Shall I compare thee to a summer’s bling teeth?


It was evening all afternoon.
It was snowing
And it was going to snow.
My bling teeth
Are awesome.



        I started on "The Iraqi Hilton" before the 2003 invasion of Iraq, as the case for that event was being concocted. It came out of several places. Obviously the events of the day, but also I’d been having vivid, image-rich dreams. The crows turning to black glass and the skeletons in the hallway came out of these dreams. This during the West Nile virus was rampant and the crows were dying in large numbers. Also, I had visited Izmir, Turkey several years before this. My hotel room window looked out on a minaret where the call to prayer reverberated from loud speakers in the tower. This got pulled into the poem. So I started with a set of images that were fragmentary but seemed connected. From there I felt my way forward, not consciously but more intuitively, slowly writing frames to put around those images. Having the poem in four sections allowed me to jump from one “event” to the next and hope that the connections made subconscious sense to the reader. Each section goes a little deeper. Although shadowed by the politics of the time, I don’t think it’s “political poetry.” What does all this add up to? Maybe a flanking maneuver on what it felt like at that time. As it turns out, it’s not that different from what it feels like now.
        “Thirteen Way Of Looking At Bling Teeth,” on the other hand, came about in response to outside pressure. I was participating in the National Poetry Writing Month. National Poetry Writing Month (also known as NaPoWriMo) is a creative writing project held annually in April in which participants attempt to write a poem each day for one month. NaPoWriMo takes place in April, which is also National Poetry Month in the United States of America and Canada. It was started in 2003 by Maureen Thorson, a poet and publisher (Big Game Books). Writing a poem a day is a challenge and you have to take “inspiration” where you find it, or maybe it’s better to say you can’t wait for inspiration. I found myself in the poetry-writing mindset all through the day, looking for something to grab onto. In this case, someone mentioned a bubblegum dispenser with toy bling teeth and that’s where this poem started. The “Thirteen Ways of Looking At…” trope is worn down to nothing at this point, and any poet who attempts a variation on it is open to ridicule, or, more likely, sighs of exasperation.
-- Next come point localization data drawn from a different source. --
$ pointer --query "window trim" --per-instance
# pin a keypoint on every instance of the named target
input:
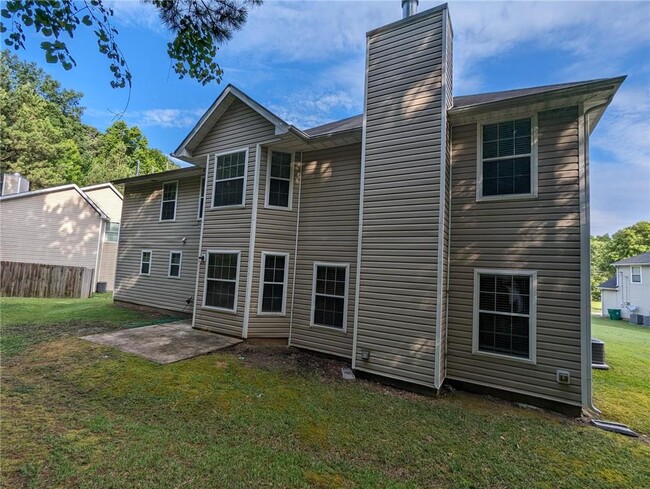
(214, 179)
(162, 201)
(180, 265)
(142, 252)
(312, 324)
(201, 209)
(632, 267)
(205, 279)
(268, 181)
(260, 295)
(532, 316)
(534, 142)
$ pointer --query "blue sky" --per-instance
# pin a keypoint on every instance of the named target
(304, 61)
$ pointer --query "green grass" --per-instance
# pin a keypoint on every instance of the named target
(25, 322)
(623, 391)
(76, 414)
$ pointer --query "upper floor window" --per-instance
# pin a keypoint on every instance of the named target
(504, 313)
(112, 232)
(507, 166)
(168, 202)
(229, 180)
(279, 181)
(201, 198)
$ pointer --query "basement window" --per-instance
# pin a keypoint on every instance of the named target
(330, 295)
(175, 259)
(507, 166)
(505, 314)
(273, 293)
(145, 262)
(230, 180)
(279, 180)
(168, 202)
(221, 278)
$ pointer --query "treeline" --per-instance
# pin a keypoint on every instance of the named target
(42, 136)
(606, 249)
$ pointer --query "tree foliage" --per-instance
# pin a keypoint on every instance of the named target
(199, 27)
(42, 136)
(605, 250)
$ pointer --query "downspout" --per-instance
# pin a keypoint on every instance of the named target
(585, 254)
(199, 260)
(295, 251)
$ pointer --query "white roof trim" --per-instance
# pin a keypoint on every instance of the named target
(189, 143)
(61, 188)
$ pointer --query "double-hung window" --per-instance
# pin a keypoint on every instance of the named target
(330, 295)
(274, 283)
(507, 166)
(636, 274)
(175, 259)
(504, 313)
(145, 262)
(278, 182)
(221, 277)
(229, 180)
(168, 203)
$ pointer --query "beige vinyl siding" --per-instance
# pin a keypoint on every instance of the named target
(398, 295)
(329, 219)
(107, 200)
(229, 229)
(540, 234)
(275, 233)
(54, 228)
(142, 230)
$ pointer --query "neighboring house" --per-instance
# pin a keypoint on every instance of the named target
(431, 239)
(629, 289)
(64, 225)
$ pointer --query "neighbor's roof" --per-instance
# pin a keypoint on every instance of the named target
(51, 190)
(609, 284)
(642, 259)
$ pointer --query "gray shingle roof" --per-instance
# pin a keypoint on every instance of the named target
(609, 284)
(642, 259)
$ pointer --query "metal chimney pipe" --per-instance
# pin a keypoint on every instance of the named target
(409, 7)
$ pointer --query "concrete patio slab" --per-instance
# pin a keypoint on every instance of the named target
(164, 343)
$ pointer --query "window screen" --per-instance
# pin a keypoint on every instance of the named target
(279, 179)
(229, 180)
(329, 296)
(504, 314)
(275, 267)
(168, 206)
(221, 280)
(507, 158)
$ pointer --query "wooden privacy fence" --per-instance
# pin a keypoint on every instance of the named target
(38, 280)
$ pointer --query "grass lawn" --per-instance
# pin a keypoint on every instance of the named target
(76, 414)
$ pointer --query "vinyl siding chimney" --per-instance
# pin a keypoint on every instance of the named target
(404, 228)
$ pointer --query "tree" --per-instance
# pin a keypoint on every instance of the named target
(199, 26)
(605, 250)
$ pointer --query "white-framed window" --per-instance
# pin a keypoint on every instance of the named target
(146, 257)
(168, 201)
(274, 275)
(279, 180)
(221, 280)
(201, 199)
(112, 232)
(635, 273)
(230, 179)
(329, 303)
(507, 159)
(505, 314)
(175, 261)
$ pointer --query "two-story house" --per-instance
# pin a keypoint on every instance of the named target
(430, 239)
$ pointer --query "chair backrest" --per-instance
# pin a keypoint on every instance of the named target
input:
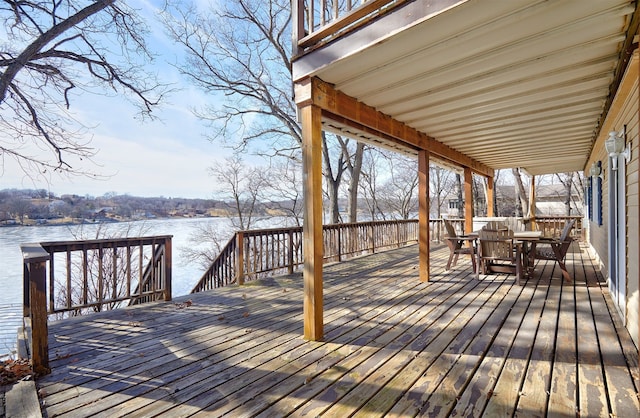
(496, 242)
(451, 231)
(496, 226)
(567, 229)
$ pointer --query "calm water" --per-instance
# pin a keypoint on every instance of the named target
(185, 275)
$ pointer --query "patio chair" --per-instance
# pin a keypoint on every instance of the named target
(555, 249)
(456, 246)
(498, 251)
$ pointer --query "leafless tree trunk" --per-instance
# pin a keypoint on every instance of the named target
(520, 193)
(566, 179)
(242, 188)
(241, 50)
(53, 48)
(370, 183)
(441, 184)
(459, 189)
(354, 165)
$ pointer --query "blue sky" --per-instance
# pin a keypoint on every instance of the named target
(166, 157)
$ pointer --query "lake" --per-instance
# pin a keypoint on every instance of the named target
(185, 275)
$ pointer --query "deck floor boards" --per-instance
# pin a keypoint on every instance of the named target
(393, 347)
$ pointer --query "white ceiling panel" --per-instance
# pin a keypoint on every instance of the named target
(510, 83)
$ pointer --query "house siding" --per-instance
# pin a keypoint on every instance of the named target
(626, 113)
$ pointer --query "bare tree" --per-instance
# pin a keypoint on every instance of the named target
(285, 189)
(566, 179)
(441, 185)
(241, 188)
(50, 50)
(101, 273)
(241, 50)
(523, 209)
(370, 183)
(401, 188)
But having something as far afield as bling teeth made it seem worth a try. And of course I had to write a poem that day, and the Wallace’s poem was a convenient pre-existing mold to pour my effort into. After a little revision it solidified into the poem above. I stuck fairly close to the original to get the maximum effect out of using bling teeth. Also I snuck in some sly references and digs at Wallace Stevens and some of the other modernists, as well as Shakespeare. It was fun.



Michael Gushue runs the nano-press Beothuk Books and is co-founder with Dan Vera of Poetry Mutual Press. He runs the sporadic reading series “Poetry at the Watergate” with Deborah Ager. His work appears online (for example, Beltway Poetry Quarterly, Anomalous 8) and in print (for example, Indiana Review, Third Coast, Hotel Amerika). His chapbooks are “Gathering Down Women,” “Conrad," and "Pachinko Mouth” (from Plan B Press).